Nessie, is that you?

An amateur photographer visiting the famous Loch Ness in the Scottish Highlands says he saw the mysterious creature and captured the incident on camera. David Elder, 50, was focusing on a swan at Fort Augustus on the south-west end of the loch when he spotted something unusual, The Mirror reports.

“Out of the corner of my right eye I caught site of a black area of water about 15 feet long which developed into a kind of bow wave,” Elder told The Mirror. “"I'm convinced this was caused by a solid black object under the water. The water was very still at the time and there were no ripples coming off the wave and no other activity on the water.”

Elder, from a town outside of Glasgow, Scotland, said the sighting looked like a ripple coming off a wave. “It looks like the sort of wave perhaps created by a windsurfing board but there was nobody on the Loch at the time, no boats, nothing,” he said.

While no scientific proof of Nessie’s existence has been found and many dismiss Elder’s claims – some experts say the size of Loch Ness which spans 23 miles and is up to 750 feet deep could be large enough to house large reptiles, the Daily Star reports.

Modern sightings of Nessie the Loch Ness Monster began in the 1930s when a London man, George Spicer, said he and his wife spotted a dragon-like creature on Loch Ness while on a motorboat. In 1934, a Robert Kenneth Wilson, a London gynecologist snapped an infamous photo of the creature that was later revealed as a hoax.

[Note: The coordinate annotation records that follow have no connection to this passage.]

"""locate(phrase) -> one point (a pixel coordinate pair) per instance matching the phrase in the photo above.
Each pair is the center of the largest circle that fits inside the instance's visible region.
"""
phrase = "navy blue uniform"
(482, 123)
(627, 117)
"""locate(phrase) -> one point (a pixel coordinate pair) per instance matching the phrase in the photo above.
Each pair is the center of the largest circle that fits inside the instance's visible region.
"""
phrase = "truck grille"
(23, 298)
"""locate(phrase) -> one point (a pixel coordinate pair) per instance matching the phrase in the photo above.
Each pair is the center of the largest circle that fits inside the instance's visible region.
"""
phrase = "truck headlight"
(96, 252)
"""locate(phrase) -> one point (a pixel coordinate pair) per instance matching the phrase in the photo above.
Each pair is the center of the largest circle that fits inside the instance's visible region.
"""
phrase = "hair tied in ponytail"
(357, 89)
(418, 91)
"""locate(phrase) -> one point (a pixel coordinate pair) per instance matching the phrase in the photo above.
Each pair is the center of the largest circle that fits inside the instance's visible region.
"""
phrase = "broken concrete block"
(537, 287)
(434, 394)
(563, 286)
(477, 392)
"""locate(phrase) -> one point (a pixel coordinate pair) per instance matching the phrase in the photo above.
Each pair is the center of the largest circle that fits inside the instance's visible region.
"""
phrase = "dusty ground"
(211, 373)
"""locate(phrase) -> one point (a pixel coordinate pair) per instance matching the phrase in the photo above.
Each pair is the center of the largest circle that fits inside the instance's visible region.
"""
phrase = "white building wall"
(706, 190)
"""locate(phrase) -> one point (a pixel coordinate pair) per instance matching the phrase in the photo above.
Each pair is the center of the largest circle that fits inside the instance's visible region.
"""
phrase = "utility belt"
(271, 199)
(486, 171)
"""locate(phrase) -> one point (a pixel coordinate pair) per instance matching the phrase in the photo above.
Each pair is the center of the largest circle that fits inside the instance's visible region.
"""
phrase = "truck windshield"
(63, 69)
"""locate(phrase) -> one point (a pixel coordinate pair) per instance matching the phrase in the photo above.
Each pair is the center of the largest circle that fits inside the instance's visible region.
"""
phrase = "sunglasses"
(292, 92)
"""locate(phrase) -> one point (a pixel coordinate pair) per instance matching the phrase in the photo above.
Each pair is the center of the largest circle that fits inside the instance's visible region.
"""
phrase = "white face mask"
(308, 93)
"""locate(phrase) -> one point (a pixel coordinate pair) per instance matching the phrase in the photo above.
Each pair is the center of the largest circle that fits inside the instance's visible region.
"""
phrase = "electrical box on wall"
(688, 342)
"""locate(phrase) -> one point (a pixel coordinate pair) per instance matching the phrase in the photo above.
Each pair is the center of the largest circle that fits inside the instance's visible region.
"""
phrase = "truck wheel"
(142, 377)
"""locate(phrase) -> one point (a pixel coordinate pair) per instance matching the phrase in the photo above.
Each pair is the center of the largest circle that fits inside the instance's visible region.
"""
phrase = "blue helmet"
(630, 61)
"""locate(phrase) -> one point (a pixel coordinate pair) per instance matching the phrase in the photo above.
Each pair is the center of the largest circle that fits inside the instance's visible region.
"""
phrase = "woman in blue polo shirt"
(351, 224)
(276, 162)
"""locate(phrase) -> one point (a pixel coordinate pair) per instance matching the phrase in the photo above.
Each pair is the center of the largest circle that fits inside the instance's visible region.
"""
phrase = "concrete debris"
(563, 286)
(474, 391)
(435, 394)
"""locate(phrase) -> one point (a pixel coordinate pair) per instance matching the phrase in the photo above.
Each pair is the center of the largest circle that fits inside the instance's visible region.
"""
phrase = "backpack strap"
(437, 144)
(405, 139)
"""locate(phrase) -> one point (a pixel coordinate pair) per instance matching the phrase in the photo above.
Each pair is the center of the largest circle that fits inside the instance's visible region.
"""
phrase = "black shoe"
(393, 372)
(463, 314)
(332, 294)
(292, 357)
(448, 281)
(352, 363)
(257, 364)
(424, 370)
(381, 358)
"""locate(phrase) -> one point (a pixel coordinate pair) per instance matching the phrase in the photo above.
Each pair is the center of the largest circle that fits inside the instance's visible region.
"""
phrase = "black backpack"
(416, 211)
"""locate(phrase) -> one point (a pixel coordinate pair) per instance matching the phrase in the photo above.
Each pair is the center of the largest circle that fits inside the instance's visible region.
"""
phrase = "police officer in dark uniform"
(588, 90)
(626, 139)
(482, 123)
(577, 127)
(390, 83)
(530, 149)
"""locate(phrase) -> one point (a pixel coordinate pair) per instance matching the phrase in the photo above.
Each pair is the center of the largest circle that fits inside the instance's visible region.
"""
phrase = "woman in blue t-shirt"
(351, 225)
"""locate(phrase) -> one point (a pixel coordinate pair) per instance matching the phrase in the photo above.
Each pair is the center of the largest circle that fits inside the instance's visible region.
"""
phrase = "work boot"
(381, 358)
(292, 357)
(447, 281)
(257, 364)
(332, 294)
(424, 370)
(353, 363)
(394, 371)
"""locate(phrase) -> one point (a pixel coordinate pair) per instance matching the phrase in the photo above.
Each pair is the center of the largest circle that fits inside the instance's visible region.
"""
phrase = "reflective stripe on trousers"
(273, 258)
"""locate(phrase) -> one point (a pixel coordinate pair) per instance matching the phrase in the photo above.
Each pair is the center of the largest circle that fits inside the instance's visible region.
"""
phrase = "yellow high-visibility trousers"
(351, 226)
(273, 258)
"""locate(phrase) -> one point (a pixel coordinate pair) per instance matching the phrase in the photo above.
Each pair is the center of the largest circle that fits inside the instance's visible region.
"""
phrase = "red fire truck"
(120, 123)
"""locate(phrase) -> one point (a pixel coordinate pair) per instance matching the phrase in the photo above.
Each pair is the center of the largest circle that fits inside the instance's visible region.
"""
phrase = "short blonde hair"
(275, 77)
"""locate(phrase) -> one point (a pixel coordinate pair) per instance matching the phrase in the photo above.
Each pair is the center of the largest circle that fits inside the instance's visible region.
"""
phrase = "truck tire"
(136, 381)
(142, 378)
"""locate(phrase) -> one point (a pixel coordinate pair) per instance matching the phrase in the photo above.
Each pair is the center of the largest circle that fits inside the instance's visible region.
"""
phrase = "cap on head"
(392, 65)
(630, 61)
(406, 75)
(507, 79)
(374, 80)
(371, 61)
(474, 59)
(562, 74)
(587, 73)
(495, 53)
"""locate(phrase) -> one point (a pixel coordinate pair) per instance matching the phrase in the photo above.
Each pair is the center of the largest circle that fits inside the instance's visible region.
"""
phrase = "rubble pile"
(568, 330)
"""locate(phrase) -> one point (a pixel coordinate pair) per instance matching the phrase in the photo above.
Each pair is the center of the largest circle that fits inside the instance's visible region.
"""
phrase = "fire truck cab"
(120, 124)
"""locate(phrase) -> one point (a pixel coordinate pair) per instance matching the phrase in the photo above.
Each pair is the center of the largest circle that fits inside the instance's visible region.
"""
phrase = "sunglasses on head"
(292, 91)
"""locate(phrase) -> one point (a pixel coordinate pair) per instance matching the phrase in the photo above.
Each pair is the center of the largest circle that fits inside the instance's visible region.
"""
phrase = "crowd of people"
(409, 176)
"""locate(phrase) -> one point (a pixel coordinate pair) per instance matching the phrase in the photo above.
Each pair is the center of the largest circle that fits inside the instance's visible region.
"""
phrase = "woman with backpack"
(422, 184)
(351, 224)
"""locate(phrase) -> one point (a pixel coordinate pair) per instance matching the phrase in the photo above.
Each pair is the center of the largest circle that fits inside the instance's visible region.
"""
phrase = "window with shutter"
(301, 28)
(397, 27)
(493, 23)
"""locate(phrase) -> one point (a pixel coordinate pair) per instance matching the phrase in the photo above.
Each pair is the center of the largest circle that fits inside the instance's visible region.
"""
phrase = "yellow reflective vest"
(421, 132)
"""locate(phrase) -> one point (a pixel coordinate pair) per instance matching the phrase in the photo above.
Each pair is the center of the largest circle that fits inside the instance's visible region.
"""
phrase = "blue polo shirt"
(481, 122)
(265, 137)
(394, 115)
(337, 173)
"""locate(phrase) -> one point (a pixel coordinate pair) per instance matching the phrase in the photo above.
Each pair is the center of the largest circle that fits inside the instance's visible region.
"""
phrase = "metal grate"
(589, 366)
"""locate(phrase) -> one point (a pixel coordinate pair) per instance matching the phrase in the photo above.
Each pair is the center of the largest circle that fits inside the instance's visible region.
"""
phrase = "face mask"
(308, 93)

The last sighting took place In 2011. Local shop owner, Jan Hargreaves and her husband Simon, said they caught a glimpse of Nessie while looking out onto the loch. "We stand here all the time and look out and see boats and kayaks but it didn't look like anything we have seen here before," Hargreaves said describing a reptile with a long neck and black in appearance. “It was around for a good four to five minutes. It was just so strange."